Optical attenuation coefficient decorrelation-based optical coherence tomography angiography for microvascular evaluation of Alzheimer's disease on mice.

Abstract

Significance: The deep cortical microvasculature is closely linked to the pathogenesis of Alzheimer's disease (AD). However, tail artifacts from superficial cortical vessels often interfere with detecting deep vessels in optical coherence tomography angiography (OCTA) imaging. A more accurate method to assess deep cortical vasculature is crucial for understanding its relationship with AD onset.

Aim: We aim to reduce superficial vessel artifacts in OCTA imaging and improve the visualization and analysis of deep cortical microvasculature in an AD mouse model.

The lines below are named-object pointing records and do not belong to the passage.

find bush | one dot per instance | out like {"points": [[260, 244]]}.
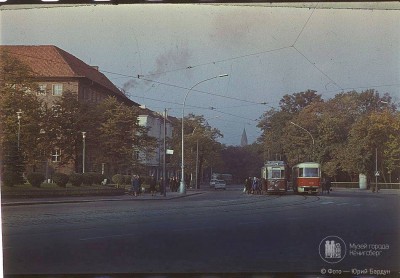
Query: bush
{"points": [[35, 179], [118, 179], [127, 179], [87, 178], [75, 179], [10, 178], [61, 179], [97, 178]]}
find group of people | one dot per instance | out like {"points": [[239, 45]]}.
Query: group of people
{"points": [[154, 185], [254, 185]]}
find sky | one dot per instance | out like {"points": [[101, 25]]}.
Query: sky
{"points": [[158, 52]]}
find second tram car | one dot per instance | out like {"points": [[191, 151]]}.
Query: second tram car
{"points": [[275, 175], [306, 177]]}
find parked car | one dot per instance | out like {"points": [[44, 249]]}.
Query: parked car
{"points": [[220, 184]]}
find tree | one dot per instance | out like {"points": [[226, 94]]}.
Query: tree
{"points": [[120, 136], [243, 162], [17, 94], [296, 102], [197, 132]]}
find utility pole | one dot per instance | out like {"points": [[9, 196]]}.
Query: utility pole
{"points": [[165, 154]]}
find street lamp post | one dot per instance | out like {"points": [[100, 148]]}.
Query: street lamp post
{"points": [[19, 116], [83, 151], [312, 138], [182, 187]]}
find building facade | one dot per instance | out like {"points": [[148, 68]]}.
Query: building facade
{"points": [[57, 71], [155, 123]]}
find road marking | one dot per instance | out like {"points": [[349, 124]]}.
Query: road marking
{"points": [[100, 237], [247, 223], [194, 229]]}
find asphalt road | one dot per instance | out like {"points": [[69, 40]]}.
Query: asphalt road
{"points": [[214, 232]]}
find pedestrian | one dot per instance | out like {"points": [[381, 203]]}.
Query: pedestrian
{"points": [[326, 185], [135, 185], [248, 185], [255, 186], [153, 186]]}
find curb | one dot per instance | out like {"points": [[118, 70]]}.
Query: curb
{"points": [[69, 201]]}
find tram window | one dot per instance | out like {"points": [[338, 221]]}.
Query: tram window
{"points": [[276, 174], [309, 172]]}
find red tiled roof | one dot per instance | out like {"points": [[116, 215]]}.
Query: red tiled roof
{"points": [[51, 61]]}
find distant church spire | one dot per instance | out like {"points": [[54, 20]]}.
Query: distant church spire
{"points": [[243, 142]]}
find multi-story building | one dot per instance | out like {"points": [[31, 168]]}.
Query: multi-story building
{"points": [[155, 123], [57, 71]]}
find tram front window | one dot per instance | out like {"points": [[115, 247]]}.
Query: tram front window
{"points": [[277, 173], [309, 172]]}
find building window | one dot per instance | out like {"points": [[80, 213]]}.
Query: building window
{"points": [[56, 155], [56, 110], [42, 90], [57, 89]]}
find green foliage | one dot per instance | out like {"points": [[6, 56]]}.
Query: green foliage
{"points": [[35, 179], [118, 179], [61, 179], [89, 178], [13, 165], [346, 130], [127, 179], [75, 179], [97, 178]]}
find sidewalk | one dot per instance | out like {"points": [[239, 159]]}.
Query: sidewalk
{"points": [[358, 190], [142, 197]]}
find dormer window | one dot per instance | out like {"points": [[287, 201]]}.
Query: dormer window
{"points": [[57, 89], [42, 90]]}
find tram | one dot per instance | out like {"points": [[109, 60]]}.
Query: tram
{"points": [[275, 175], [306, 177]]}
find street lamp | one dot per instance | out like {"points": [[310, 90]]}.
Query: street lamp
{"points": [[83, 151], [182, 187], [308, 133], [19, 116]]}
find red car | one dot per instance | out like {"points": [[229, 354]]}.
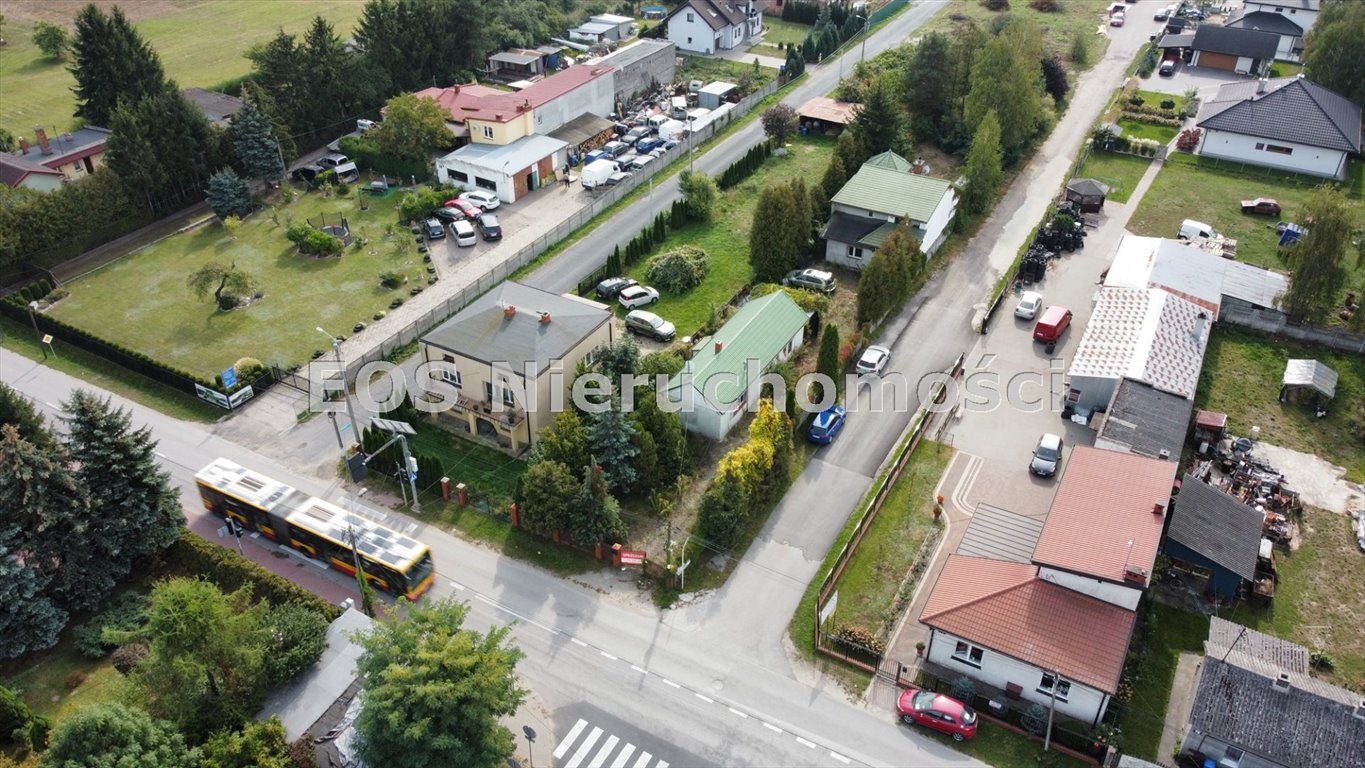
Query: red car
{"points": [[937, 711]]}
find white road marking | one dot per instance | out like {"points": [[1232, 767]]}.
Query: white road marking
{"points": [[602, 753], [583, 750], [568, 741]]}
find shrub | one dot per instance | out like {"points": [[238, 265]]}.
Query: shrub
{"points": [[679, 270]]}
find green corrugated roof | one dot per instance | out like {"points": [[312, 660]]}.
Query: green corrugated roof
{"points": [[881, 187], [758, 332]]}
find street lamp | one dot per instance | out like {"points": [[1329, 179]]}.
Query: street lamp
{"points": [[346, 394]]}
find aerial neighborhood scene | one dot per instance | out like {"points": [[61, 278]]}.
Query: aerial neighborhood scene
{"points": [[597, 384]]}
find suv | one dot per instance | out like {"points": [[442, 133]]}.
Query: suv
{"points": [[811, 280]]}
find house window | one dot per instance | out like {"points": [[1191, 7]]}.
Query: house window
{"points": [[1064, 688], [968, 654]]}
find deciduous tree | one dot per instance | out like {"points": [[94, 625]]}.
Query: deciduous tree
{"points": [[436, 690]]}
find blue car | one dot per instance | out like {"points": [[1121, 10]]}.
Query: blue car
{"points": [[826, 424]]}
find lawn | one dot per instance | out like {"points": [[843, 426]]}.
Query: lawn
{"points": [[1169, 632], [1242, 375], [1121, 172], [1320, 598], [1136, 130], [1189, 188], [201, 44], [726, 236], [142, 300]]}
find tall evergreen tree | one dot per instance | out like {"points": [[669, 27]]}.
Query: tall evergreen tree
{"points": [[135, 512], [112, 64]]}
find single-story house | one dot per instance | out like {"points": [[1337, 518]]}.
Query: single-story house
{"points": [[1242, 51], [710, 26], [826, 115], [509, 358], [883, 193], [1139, 333], [1290, 33], [74, 154], [1103, 529], [1257, 707], [714, 386], [512, 171], [1286, 123], [217, 107], [1144, 420], [1214, 535], [1003, 625]]}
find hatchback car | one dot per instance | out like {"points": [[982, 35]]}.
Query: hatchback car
{"points": [[935, 711], [649, 323], [1047, 456], [489, 227], [482, 198], [1029, 303], [811, 280], [638, 296], [826, 426], [874, 360], [610, 287]]}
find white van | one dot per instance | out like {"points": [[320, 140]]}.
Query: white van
{"points": [[463, 233], [1190, 229]]}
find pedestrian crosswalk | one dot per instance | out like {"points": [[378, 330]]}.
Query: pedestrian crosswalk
{"points": [[583, 746]]}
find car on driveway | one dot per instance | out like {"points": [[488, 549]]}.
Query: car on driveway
{"points": [[1047, 456], [610, 287], [482, 198], [826, 424], [649, 323], [874, 360], [1029, 303], [638, 296], [1264, 206], [935, 711]]}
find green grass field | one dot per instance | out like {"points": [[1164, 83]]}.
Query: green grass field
{"points": [[201, 44], [726, 236], [1121, 172], [142, 300], [1242, 375]]}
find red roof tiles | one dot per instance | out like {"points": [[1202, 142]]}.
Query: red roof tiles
{"points": [[1107, 514], [1008, 609]]}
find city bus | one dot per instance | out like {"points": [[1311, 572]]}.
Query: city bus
{"points": [[392, 561]]}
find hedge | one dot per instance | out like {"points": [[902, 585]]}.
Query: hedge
{"points": [[231, 572]]}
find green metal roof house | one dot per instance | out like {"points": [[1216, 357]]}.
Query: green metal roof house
{"points": [[882, 194], [714, 388]]}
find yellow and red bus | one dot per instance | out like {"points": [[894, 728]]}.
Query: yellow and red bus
{"points": [[392, 561]]}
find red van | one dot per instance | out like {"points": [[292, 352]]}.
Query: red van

Approach: We introduced the optical attenuation coefficient decorrelation (OACD) method for OCTA, effectively reducing tail artifacts from superficial cortex vessels. This method was used to visualize and quantitatively analyze deep cortical microvasculature in vivo in a mouse model of AD.

Results: The OACD method significantly reduced superficial vessel artifacts, leading to clearer imaging of the deep cortical vasculature. Quantitative analysis revealed that changes in the deep cortical microvasculature were more pronounced than in the superficial vasculature, suggesting a more direct involvement of the deep vessels in AD progression.

Conclusions: The proposed OACD method enhances OCTA imaging by reducing tail artifacts from superficial vessels, facilitating improved assessment of deep cortical microvasculature. These findings suggest that deep cortical vascular changes may play a key role in the pathogenesis of AD, offering potential insights for early detection and monitoring of AD progression.